Criticism is also made on plaintiff’s fifth, sixth, and seventh instructions, but they do not seem to us to be subject to the objections urged against them.
With respect to the right of plaintiff to punitive damages in the event the jury found for him, the court instructed the jury as follows:
“8. If you believe from the evidence that the property in controversy was the property of plaintiff and that the same was taken from him and sold by means of proceedings commenced by an attachment in a suit against one C. F. Logan, and if you further believe from the evidence that such taking and sale of said property by such means was malicious on the part of defendants and such proceedings without probable cause for their bringing or maintenance, then plaintiff is entitled to punitive damages in addition to the value of the property so taken from him and sold; and you will allow him in addition to the value of the goods and property so taken such further sum as not to exceed. $1,000, as you believe will justly punish the defendants for their wrongful acts, if any, in the premises.”
It is insisted by defendants that this instruction is erroneous in that it tells the jury absolutely that plaintiff is entitled to punitive damages. By it the jury are told that if they find from the evidence that *617the taking and sale of plaintiff’s property, under attachment against Logan, was malicious, and that the bringing of said attachment was without probable cause, then plaintiff is entitled to punitive damages which the jury will allow him, in addition to the value of the goods.

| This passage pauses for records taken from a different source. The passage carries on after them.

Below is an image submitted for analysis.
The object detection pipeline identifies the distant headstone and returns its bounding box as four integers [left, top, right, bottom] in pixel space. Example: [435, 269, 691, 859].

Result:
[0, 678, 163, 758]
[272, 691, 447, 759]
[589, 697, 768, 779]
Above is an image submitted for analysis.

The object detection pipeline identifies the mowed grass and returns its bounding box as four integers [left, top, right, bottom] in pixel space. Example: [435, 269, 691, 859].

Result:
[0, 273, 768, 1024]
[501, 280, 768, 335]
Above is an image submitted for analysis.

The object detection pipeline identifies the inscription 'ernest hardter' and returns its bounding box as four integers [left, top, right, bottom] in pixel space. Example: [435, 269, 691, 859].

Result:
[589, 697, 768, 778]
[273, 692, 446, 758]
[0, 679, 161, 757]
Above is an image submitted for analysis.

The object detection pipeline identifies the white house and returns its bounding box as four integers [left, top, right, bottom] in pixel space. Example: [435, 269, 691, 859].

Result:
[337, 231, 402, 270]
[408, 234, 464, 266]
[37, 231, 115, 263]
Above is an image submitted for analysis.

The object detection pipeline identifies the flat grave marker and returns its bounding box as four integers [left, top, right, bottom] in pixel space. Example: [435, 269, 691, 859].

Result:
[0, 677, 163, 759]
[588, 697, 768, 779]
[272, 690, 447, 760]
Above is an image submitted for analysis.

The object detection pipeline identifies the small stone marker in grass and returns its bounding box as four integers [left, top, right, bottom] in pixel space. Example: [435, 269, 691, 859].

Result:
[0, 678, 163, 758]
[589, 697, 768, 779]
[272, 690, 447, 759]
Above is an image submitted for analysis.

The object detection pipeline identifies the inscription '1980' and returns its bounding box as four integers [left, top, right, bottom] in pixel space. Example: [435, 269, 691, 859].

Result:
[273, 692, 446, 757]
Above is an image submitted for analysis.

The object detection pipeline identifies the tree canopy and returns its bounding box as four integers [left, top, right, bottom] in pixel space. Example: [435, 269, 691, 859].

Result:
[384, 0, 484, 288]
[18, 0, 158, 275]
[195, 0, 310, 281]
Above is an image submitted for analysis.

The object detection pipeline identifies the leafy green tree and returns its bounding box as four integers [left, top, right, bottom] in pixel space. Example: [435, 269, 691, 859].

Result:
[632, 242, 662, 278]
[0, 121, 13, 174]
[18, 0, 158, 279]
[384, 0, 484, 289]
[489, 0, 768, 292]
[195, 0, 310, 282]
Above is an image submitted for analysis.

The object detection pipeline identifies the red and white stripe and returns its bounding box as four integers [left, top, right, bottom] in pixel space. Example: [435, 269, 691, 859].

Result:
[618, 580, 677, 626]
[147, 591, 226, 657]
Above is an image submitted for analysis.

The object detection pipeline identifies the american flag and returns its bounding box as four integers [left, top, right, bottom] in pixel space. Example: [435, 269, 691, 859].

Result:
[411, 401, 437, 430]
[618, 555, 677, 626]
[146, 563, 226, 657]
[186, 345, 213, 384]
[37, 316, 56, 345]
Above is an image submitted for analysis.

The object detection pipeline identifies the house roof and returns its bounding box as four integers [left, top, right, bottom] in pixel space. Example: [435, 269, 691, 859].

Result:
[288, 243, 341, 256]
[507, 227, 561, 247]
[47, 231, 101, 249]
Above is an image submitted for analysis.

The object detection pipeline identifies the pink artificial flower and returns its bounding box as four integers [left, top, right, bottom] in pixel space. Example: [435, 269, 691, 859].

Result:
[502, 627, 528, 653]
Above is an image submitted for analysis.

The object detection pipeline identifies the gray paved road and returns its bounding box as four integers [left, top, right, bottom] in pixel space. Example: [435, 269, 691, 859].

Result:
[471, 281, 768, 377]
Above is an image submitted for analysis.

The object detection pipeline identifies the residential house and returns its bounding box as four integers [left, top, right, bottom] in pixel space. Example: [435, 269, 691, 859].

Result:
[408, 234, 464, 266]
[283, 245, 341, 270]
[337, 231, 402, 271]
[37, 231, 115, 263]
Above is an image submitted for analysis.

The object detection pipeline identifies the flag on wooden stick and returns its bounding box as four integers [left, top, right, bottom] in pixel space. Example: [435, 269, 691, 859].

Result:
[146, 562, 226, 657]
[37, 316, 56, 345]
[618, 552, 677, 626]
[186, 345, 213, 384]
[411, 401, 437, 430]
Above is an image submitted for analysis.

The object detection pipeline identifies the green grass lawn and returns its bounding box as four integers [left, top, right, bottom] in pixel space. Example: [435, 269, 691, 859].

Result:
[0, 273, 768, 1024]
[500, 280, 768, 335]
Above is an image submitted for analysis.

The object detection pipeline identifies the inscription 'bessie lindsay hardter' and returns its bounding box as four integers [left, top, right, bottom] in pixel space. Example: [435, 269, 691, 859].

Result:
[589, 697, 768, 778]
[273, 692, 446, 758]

The rule announced by recent decisions of this court is that it lies within the discretion of the jury as to whether or not punitive damages will be allowed in any case, and is not a question for the court. Callahan v. Ingram, 122 Mo. 372; Nicholson v. Rogers, 129 Mo. 136. This is in accord with the decided weight of authority. 1 Sedgwick on Damages, [8 Ed.] sec. 387; 2 Thompson on Trials, sec. 2065; Hawk v. Ridgway, 33 Ill. 473; Railroad v. Rector, 104 Ill. 296; Railroad v. Brooks’ Adm’x, 83 Ky. 129; Railroad v. Kendrick, 40 Miss. 374; Railroad v. Burke, 53 Miss. 200; Jerome v. Smith, 48 Vt. 230; Boardman v. Goldsmith, 48 Vt. 403; Snow v. Carpenter, 49 Vt. 426; Bergmann v. Jones, 94 N. Y. 51.
And the rule is the same in all cases of tort, when wantonness, recklessness, oppression, or express malice is shown. Under such circumstances the jury is allowed to award exemplary damages, not only to compensate the sufferer, but to punish the offender. Franz v. Hilterbrand, 45 Mo. 121; Engle v. Jones, 51 Mo. 316; Morgan v. Durfee, 69 Mo. 469; Bruce v. Ulery, 79 Mo. 322; Brown v. Plank Road Co., 89 Mo. 152; Fulkerson v. Murdock, 53 Mo. App. 151.
This instruction is clearly erroneous.
The evidence of J. H. McLaughlin with respect to the positions of trust plaintiff had held in his county, was wholly immaterial and should have been excluded. It is in the discretion of the court in the examination of a witness as preliminary to his examination in chief to permit him to be questioned with respect to his *618occupation, residence, as well also as to positions then or previously héld by him, in order that the triers of the facts may estimate the weight to be given to his evidence, especially when unacquainted with the witness, but we know of no authority which justifies such inquiries of other witnesses. This, however, would not justify a reversal of the judgment.
The judgment is reversed and the cause remanded to be tried in accordance with the views herein expressed.
Gantt, P. J., and Shebwood, J., concur.